Os cúmplices
Independentemente do que se pense sobre o desejo e o direito da Ucrânia aderir à NATO e à União Europeia, não é possível ignorar a responsabilidade absoluta e exclusiva da Rússia na forma como tem atacado civis ucranianos. E é necessário exigir a sua condenação inequívoca, por uma questão de clareza.
Embora seja estranho não reconhecer a autonomia de países soberanos, é possível ter diferentes opiniões sobre o ocidente e a NATO (sobretudo se não for na Rússia, nem na China, onde não há assim tantas opiniões que se possam ter), mas ainda assim comungar da ideia de que até na guerra há limites. E que há uma diferença entre danos colaterais, indesejados, ou até não evitados, e o homicídio intencional e a tortura de populações civis. E não o fazer é ser cúmplice.

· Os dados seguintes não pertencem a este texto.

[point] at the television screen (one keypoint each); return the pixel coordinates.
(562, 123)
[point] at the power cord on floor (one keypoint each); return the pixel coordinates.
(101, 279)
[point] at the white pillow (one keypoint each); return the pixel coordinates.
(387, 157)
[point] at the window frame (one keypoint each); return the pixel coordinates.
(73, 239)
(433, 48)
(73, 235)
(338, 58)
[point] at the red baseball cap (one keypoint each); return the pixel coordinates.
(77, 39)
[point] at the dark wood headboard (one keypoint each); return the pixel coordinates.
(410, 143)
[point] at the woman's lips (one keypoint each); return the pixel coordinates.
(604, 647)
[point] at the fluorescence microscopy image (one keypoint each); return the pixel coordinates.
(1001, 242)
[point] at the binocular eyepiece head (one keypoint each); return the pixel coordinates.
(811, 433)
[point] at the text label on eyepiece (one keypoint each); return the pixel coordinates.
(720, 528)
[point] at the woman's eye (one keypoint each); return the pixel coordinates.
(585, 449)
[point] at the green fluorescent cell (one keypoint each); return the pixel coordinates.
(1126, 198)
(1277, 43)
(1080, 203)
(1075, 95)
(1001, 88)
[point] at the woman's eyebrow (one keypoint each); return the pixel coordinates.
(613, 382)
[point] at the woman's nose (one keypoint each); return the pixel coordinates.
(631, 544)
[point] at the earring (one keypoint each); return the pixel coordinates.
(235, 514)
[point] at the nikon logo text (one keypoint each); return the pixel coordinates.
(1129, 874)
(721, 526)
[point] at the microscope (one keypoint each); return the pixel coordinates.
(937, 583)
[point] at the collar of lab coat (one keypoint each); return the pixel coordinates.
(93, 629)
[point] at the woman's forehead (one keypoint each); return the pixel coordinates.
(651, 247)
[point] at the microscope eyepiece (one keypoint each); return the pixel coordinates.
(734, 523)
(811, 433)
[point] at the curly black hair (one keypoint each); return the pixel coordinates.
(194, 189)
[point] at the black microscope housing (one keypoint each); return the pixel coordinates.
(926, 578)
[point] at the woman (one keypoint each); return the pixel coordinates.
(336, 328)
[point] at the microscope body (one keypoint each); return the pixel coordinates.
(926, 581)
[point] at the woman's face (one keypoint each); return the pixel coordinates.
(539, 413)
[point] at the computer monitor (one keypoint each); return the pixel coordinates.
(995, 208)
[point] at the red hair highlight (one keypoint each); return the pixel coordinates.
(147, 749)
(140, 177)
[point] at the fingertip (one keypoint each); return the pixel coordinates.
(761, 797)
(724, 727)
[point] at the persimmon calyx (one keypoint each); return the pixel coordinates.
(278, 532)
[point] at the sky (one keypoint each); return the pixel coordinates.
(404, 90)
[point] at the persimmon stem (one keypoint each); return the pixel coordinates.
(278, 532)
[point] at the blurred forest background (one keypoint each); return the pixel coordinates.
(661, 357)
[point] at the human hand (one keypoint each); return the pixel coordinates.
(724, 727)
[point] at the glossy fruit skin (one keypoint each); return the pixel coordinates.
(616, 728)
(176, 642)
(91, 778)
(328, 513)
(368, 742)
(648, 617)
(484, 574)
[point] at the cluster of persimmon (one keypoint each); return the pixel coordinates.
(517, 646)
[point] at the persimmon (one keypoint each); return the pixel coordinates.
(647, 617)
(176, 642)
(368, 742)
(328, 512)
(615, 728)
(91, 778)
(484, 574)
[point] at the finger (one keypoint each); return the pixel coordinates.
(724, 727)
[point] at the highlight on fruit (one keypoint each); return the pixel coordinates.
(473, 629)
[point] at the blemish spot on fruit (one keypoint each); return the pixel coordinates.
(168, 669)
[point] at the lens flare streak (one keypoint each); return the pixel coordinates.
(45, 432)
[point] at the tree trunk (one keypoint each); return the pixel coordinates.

Comecemos pela China. As expectativas quanto ao valor que a China dá à liberdade e à autonomia dos povos são tão baixas que o facto de Pequim se abster na condenação da invasão russa é considerado positivo. Podia ser pior. E, de facto, podia. Podia assumidamente preferir a Rússia. O mesmo quanto aos crimes que são violações gritantes de direitos fundamentais. Perante a tortura e o homicídio de civis, perante a recusa de corredores humanitários, a China escolhe espalhar a propaganda russa e encolher os ombros nos palcos internacionais. Pode fazê-lo. É normal que o faça, porque os regimes autoritários pensam naturalmente assim. Mas os que compreendem ou contextualizam esta posição chinesa não são brilhantes analistas, são cúmplices desta cumplicidade. A China vê exatamente o mesmo que estamos a ver. Podemos encontrar explicações ideológicas, estratégicas ou mesmo táticas, mas ao não reagir a China está a mostrar o que pensa sobre o tema. Não surpreende, mas isso não é menos grave. Pelo contrário. Só mostra o que sabemos da China e que tantas vezes escolhemos ignorar.
O mesmo se diga de alguns comentadores, em particular um grupo de militares na reserva profissional e sem reserva moral. Depois da tentativa de culpabilizar a Ucrânia e o ocidente por provocar a Rússia (uma espécie de teoria da responsabilidade da violada por usar minissaia), há os que se têm esforçado por dizer que não houve homicídio de civis em Bucha ou que, se houve, foram os ucranianos que mataram populares pró-russos (invocando uma teoria extraordinária de que os lenços brancos são um adereço dos russófilos e não um sinal de civis desarmados, como é sabido). E que consideram viciadas todas as reportagens de jornais e televisões de países democráticos com imprensa livre que contam histórias de tortura, de gente morta indiscriminada e injustificadamente, mas que confiam na palavra da televisão russa e das autoridades de Moscovo. E que a tudo respondem com o Batalhão Azov. Isto não é espírito crítico, nem dúvida metódica, é tomar partido. Pelo lado errado. E invocar uma autoridade de especialista para fazer propaganda.
E, por último, os partidos. Os que opinam sobre tudo, que têm posição sobre todas as guerras, mas que aqui não conseguem criticar sem acrescentar um "mas" ou um "e" para juntar alguma responsabilidade ocidental ou ucraniana à crueldade contra civis, estão intencionalmente a desvalorizar o mal absoluto.
Devia ser óbvio, mas pode-se repetir: nem todos os conflitos são complexos ou com múltiplos lados. Às vezes há Bem e Mal. E dever de escolher.
PS: O que se está a passar na China, em particular em Xangai, é um mistério. O que é que motiva as autoridades chinesas a encerrarem em casa milhões e a estrangular as exportações? Preocupação com a saúde e o bem-estar da população? Pois. Então, é o quê?